MedGuideX presents a novel methodology for internalizing executable clinical decision logic from guidelines into LLMs, demonstrating significant improvements (10.28% relative accuracy gain) across four benchmarks with physician validation. It addresses a fundamental challenge in medical AI—faithful clinical reasoning—with a scalable, generalizable pipeline. Paper 2 contributes a useful speech dataset but is more incremental, covering only four conditions with a relatively straightforward benchmark. Paper 1's methodological innovation, stronger empirical results, and broader applicability to reliable medical AI give it substantially higher impact potential.

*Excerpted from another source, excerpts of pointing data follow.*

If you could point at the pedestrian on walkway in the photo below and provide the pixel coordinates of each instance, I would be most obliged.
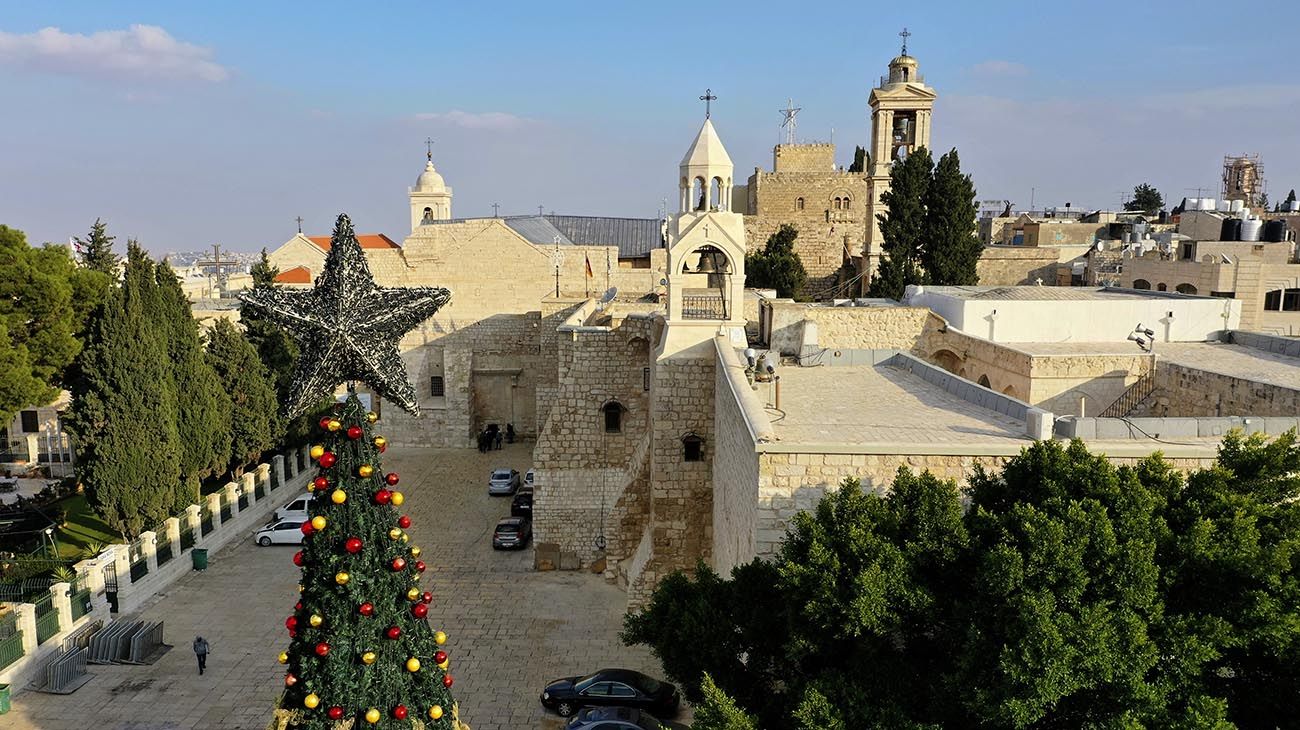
(200, 650)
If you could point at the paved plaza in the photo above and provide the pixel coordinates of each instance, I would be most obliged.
(511, 629)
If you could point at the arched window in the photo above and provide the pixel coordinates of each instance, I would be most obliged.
(612, 417)
(692, 448)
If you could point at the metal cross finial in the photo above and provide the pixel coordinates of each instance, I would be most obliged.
(789, 112)
(709, 98)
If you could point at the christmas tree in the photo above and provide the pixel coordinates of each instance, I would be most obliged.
(362, 652)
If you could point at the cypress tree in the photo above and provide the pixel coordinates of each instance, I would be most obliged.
(96, 250)
(255, 422)
(950, 250)
(203, 407)
(902, 226)
(124, 407)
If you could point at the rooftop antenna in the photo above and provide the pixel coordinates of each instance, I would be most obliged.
(709, 98)
(789, 120)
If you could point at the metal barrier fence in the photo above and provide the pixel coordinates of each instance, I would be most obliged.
(47, 618)
(65, 672)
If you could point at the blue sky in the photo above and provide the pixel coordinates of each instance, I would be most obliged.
(186, 124)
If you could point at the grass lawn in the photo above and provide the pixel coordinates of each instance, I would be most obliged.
(82, 529)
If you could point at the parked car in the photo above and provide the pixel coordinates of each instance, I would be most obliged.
(523, 503)
(512, 533)
(297, 508)
(281, 531)
(503, 482)
(610, 687)
(616, 718)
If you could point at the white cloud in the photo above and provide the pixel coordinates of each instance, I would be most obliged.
(1000, 69)
(139, 52)
(494, 121)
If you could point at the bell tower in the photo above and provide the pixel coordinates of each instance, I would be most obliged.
(900, 124)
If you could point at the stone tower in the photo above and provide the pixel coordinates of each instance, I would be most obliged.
(900, 124)
(430, 198)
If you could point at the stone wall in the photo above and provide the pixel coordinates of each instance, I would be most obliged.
(1015, 265)
(1187, 391)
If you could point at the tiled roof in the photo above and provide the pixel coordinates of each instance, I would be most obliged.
(367, 240)
(295, 276)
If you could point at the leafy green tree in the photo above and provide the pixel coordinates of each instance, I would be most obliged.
(1145, 199)
(203, 407)
(255, 424)
(952, 247)
(124, 407)
(859, 160)
(719, 712)
(96, 250)
(902, 226)
(778, 265)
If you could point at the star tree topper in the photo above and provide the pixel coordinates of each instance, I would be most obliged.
(347, 329)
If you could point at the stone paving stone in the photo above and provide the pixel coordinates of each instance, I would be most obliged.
(510, 629)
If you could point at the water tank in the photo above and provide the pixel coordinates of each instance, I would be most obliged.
(1231, 229)
(1275, 231)
(1251, 229)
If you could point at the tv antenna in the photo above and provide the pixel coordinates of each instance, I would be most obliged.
(789, 120)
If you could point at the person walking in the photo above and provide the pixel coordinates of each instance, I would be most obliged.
(200, 650)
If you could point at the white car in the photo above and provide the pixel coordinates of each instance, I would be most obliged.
(281, 531)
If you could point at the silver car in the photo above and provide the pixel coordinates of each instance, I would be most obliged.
(503, 482)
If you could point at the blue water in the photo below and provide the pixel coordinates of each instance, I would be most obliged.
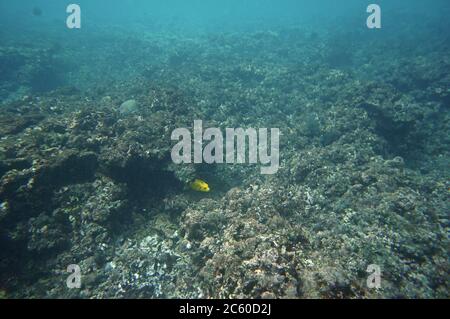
(86, 175)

vs. Traceable Knowledge Graph Reasoning Enables LLM-Assisted Decision Support for Industrial VOCs in the Steel Industry

gpt-5.25/27/2026

Paper 1 has higher likely scientific impact due to a more novel and broadly generalizable approach: converting clinical practice guidelines into executable decision logic to generate factual/counterfactual supervision for LLM post-training. This directly targets a central, high-stakes problem (faithful clinical reasoning) with clear methodological contribution transferable to many guideline-driven domains. It is timely for trustworthy medical AI and shows measurable benchmark gains plus physician evaluation. Paper 2 is rigorous and practical for a specialized domain, but its impact is narrower and more system-integration oriented than a broadly reusable learning paradigm.

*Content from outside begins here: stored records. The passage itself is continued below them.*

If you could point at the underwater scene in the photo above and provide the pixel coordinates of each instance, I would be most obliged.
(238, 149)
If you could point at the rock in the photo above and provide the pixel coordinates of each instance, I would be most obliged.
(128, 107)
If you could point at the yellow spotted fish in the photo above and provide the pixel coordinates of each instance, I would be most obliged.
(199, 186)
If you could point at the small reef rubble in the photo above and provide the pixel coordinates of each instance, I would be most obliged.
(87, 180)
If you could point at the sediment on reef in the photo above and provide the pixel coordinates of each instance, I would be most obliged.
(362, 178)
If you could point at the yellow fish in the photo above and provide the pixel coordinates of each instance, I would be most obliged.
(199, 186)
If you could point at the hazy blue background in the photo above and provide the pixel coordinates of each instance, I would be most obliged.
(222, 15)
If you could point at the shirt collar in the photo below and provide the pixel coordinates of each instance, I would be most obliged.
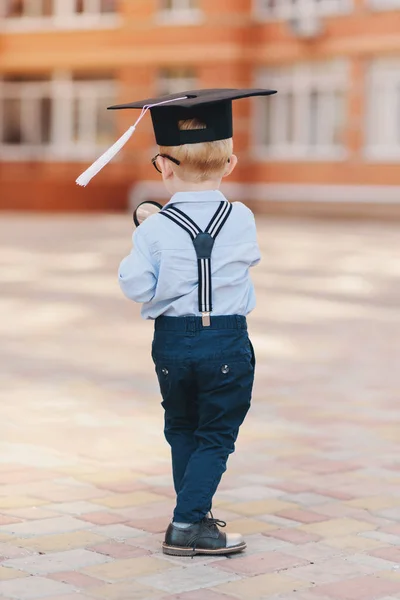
(204, 196)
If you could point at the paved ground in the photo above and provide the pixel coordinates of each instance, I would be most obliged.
(85, 478)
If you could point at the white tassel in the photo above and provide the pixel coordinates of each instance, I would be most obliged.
(105, 158)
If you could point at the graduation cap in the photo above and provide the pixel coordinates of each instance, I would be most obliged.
(213, 107)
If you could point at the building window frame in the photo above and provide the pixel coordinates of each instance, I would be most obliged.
(384, 5)
(174, 80)
(65, 94)
(282, 10)
(383, 99)
(180, 12)
(64, 16)
(311, 134)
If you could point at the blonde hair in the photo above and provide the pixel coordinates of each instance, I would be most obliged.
(199, 162)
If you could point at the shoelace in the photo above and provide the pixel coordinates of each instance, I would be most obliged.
(213, 521)
(210, 523)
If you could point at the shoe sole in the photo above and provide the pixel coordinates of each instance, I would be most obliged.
(179, 551)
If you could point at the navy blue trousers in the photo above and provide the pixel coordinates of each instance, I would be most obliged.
(206, 377)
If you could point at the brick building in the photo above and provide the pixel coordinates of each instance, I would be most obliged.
(330, 139)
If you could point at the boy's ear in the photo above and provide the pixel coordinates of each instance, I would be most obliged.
(231, 165)
(165, 166)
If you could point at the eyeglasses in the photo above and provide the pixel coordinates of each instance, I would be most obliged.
(171, 158)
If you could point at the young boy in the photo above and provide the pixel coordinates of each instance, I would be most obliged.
(190, 269)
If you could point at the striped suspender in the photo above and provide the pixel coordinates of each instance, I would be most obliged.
(204, 244)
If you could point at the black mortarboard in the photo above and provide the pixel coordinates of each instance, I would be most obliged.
(213, 107)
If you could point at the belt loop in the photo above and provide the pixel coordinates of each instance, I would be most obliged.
(191, 324)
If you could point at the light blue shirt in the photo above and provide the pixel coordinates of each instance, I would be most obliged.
(161, 271)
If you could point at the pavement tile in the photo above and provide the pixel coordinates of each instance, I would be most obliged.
(129, 590)
(248, 526)
(266, 562)
(392, 529)
(119, 550)
(329, 571)
(250, 493)
(278, 522)
(307, 499)
(359, 588)
(63, 541)
(103, 518)
(203, 594)
(150, 511)
(105, 476)
(353, 543)
(123, 487)
(385, 538)
(128, 500)
(9, 573)
(127, 568)
(81, 507)
(260, 507)
(116, 532)
(34, 513)
(337, 527)
(375, 503)
(76, 579)
(314, 551)
(376, 563)
(11, 551)
(151, 542)
(74, 596)
(46, 526)
(68, 560)
(61, 493)
(7, 502)
(391, 513)
(391, 553)
(250, 589)
(294, 536)
(5, 520)
(39, 587)
(333, 493)
(303, 516)
(291, 487)
(156, 525)
(188, 579)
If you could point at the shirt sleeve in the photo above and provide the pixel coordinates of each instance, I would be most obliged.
(138, 271)
(255, 256)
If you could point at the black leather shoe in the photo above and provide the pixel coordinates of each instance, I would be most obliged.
(202, 538)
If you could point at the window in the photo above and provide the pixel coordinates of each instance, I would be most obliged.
(27, 8)
(286, 9)
(31, 14)
(383, 110)
(63, 117)
(385, 4)
(184, 11)
(307, 118)
(176, 80)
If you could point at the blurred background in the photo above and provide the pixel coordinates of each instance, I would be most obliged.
(328, 144)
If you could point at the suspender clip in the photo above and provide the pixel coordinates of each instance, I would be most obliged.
(206, 319)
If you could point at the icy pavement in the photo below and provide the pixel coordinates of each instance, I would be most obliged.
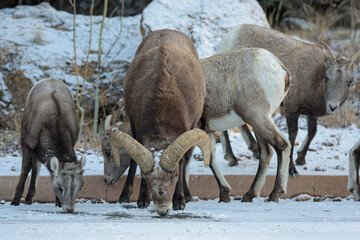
(288, 219)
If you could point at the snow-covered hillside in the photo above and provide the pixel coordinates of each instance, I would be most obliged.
(39, 39)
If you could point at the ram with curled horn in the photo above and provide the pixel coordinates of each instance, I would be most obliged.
(321, 81)
(49, 130)
(164, 92)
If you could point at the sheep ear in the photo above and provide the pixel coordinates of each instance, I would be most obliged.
(82, 162)
(54, 165)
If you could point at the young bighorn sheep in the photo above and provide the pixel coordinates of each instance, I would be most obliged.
(49, 131)
(354, 163)
(246, 86)
(164, 92)
(320, 80)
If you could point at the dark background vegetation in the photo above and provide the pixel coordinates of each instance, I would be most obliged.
(332, 21)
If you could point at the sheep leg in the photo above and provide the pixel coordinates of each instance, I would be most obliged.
(353, 179)
(187, 157)
(128, 186)
(224, 186)
(25, 169)
(292, 123)
(144, 195)
(312, 128)
(178, 200)
(265, 153)
(228, 153)
(249, 139)
(282, 147)
(33, 182)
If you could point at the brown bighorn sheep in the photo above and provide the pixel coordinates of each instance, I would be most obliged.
(112, 173)
(164, 92)
(320, 81)
(49, 131)
(247, 86)
(354, 163)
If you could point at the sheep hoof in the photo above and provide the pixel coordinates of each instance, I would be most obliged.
(233, 162)
(123, 199)
(274, 197)
(224, 195)
(179, 203)
(15, 201)
(28, 201)
(143, 204)
(248, 197)
(300, 161)
(292, 171)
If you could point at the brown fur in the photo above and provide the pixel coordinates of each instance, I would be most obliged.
(164, 91)
(48, 134)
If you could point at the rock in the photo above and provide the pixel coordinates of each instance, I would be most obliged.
(327, 144)
(338, 167)
(303, 197)
(320, 169)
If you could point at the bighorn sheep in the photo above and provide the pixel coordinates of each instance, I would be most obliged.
(164, 92)
(354, 163)
(49, 131)
(112, 173)
(320, 81)
(247, 86)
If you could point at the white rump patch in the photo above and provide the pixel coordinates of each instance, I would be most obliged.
(225, 122)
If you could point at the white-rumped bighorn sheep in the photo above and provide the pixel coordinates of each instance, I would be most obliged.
(354, 163)
(320, 80)
(112, 173)
(164, 92)
(49, 130)
(247, 86)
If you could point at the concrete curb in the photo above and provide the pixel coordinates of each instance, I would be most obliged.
(203, 186)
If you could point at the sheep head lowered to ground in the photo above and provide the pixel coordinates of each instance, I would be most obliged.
(320, 81)
(164, 92)
(247, 86)
(49, 131)
(112, 173)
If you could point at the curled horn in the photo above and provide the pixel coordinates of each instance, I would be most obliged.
(182, 144)
(104, 127)
(353, 58)
(142, 156)
(328, 49)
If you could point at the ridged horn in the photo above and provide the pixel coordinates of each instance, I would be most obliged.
(176, 150)
(328, 49)
(142, 156)
(353, 58)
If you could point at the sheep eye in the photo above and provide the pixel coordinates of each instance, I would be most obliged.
(60, 189)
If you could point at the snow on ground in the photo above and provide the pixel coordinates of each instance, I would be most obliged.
(288, 219)
(332, 160)
(41, 37)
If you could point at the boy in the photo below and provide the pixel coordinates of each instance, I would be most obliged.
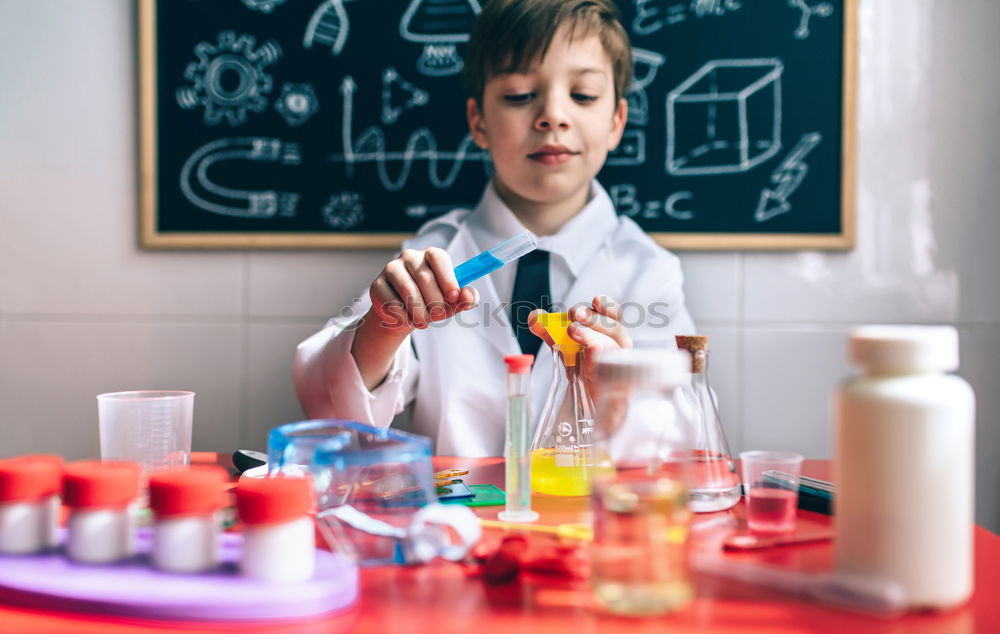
(546, 83)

vs. Composition Collapse: Stable Factual Knowledge Does Not Imply Compositional Reasoning

gpt-5.25/27/2026

Paper 2 introduces a broadly applicable conceptual and methodological contribution: it identifies “composition collapse,” shows aggregate multi-hop scores can be misleading, and proposes a double-gate evaluation protocol that decomposes gains into atomic stability, residual composition, and critical depth. This reframes how post-training and reasoning improvements should be measured across many LLM domains, with immediate relevance to current evaluation practices. Paper 1 is impactful for clinical NLP and guideline-based supervision, but its scope is narrower and more application-specific, whereas Paper 2’s insights and metrics can influence evaluation and training claims across fields.

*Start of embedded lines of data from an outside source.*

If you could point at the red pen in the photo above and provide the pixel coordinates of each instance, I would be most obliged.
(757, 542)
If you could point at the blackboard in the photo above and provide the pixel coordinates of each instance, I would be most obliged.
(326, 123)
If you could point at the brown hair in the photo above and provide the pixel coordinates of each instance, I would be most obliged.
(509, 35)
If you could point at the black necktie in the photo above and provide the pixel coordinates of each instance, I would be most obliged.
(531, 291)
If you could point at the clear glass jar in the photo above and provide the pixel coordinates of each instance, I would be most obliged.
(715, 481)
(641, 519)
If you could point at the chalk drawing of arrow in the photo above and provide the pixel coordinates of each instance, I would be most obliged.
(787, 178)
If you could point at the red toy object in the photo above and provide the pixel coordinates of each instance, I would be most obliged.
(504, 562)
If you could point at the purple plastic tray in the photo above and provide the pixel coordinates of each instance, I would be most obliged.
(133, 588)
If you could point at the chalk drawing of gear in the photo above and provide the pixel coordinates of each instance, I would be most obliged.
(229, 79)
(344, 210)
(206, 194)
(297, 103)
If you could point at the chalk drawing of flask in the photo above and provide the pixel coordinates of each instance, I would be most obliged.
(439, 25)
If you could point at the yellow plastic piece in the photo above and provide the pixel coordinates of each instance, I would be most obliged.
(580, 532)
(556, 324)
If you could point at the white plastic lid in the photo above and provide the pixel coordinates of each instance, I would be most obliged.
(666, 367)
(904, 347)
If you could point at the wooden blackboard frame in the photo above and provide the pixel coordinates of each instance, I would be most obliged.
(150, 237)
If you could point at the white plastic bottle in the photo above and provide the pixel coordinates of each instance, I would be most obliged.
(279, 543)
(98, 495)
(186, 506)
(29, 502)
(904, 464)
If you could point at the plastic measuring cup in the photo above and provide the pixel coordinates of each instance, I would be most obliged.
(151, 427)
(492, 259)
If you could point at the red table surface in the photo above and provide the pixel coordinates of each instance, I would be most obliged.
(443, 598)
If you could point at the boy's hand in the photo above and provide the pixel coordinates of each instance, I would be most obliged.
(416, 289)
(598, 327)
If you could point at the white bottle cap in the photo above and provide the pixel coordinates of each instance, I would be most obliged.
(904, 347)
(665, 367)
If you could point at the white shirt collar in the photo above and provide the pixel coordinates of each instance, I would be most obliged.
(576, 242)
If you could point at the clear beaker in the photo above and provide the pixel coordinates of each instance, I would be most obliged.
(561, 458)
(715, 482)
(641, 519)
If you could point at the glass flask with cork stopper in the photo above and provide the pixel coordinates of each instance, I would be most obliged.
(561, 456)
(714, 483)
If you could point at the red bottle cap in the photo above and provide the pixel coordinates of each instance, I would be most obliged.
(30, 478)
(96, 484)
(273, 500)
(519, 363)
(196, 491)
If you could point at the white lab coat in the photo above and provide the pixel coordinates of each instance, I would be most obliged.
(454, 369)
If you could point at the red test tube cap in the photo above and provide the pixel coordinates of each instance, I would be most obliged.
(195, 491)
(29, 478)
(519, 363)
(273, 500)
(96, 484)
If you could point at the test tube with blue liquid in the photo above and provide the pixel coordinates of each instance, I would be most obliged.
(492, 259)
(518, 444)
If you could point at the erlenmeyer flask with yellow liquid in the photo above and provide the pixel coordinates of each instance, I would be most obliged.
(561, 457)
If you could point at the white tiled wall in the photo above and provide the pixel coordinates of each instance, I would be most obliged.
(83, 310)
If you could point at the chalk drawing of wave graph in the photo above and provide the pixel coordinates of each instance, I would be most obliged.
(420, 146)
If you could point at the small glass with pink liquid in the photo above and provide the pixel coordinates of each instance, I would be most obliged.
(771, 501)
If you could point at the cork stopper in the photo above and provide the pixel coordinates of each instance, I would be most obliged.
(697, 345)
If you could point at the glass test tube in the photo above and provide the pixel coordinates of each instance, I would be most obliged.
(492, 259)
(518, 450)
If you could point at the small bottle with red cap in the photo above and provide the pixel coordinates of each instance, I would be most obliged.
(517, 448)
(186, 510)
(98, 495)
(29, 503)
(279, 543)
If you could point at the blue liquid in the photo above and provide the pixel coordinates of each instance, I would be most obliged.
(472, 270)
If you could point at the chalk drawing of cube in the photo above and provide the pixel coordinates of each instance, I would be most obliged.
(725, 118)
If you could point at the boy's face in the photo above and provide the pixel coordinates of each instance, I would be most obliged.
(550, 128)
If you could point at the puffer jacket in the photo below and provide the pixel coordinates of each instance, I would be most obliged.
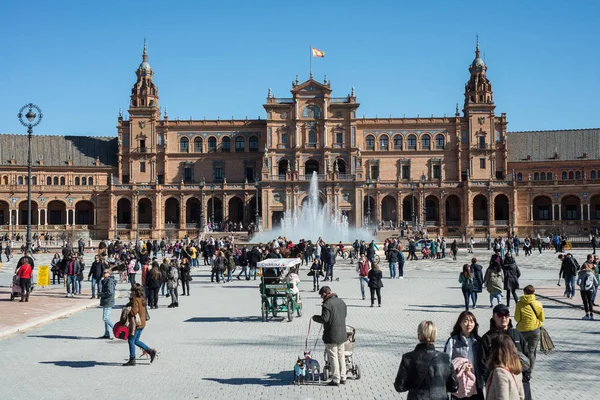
(426, 374)
(527, 319)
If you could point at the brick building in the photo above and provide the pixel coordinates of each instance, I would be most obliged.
(452, 175)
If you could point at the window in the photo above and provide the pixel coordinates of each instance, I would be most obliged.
(412, 142)
(253, 144)
(197, 145)
(184, 145)
(226, 145)
(240, 144)
(212, 144)
(398, 142)
(440, 142)
(370, 142)
(384, 143)
(426, 142)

vs. From Static Context to Calibrated Interactive RL: Mitigating Distribution Shift in Multi-turn Dialogue with Aligned Simulator

gpt-5.25/27/2026

Paper 2 likely has higher scientific impact due to broader applicability: it targets a fundamental limitation in multi-turn dialogue RL (compounding distribution shift), offers a unifying framework (Calibrated Interactive RL) plus theoretical analysis, and addresses both policy- and simulator-induced shift—relevant across many interactive LLM applications. Its methodological rigor is strengthened by explicit theory-to-experiment linkage and claims of state-of-the-art performance on multiple tasks. Paper 1 is impactful in medicine, but its domain specificity narrows breadth despite strong real-world relevance.

vs. Alignment Tampering: How Reinforcement Learning from Human Feedback Is Exploited to Optimize Misaligned Biases

gpt-5.25/27/2026

Paper 2 likely has higher scientific impact because it identifies a general, structural vulnerability in the dominant alignment paradigm (RLHF) with broad implications for safety, deployment, and future training methods across nearly all LLM applications. Its concept (alignment tampering) is novel and timely, provides empirical demonstrations across multiple bias/goal-seeking settings, and highlights limitations of existing mitigations—likely to motivate follow-up work in alignment, evaluation, dataset construction, and governance. Paper 1 is impactful for clinical NLP, but its scope is more domain-specific and incremental relative to broader LLM alignment research.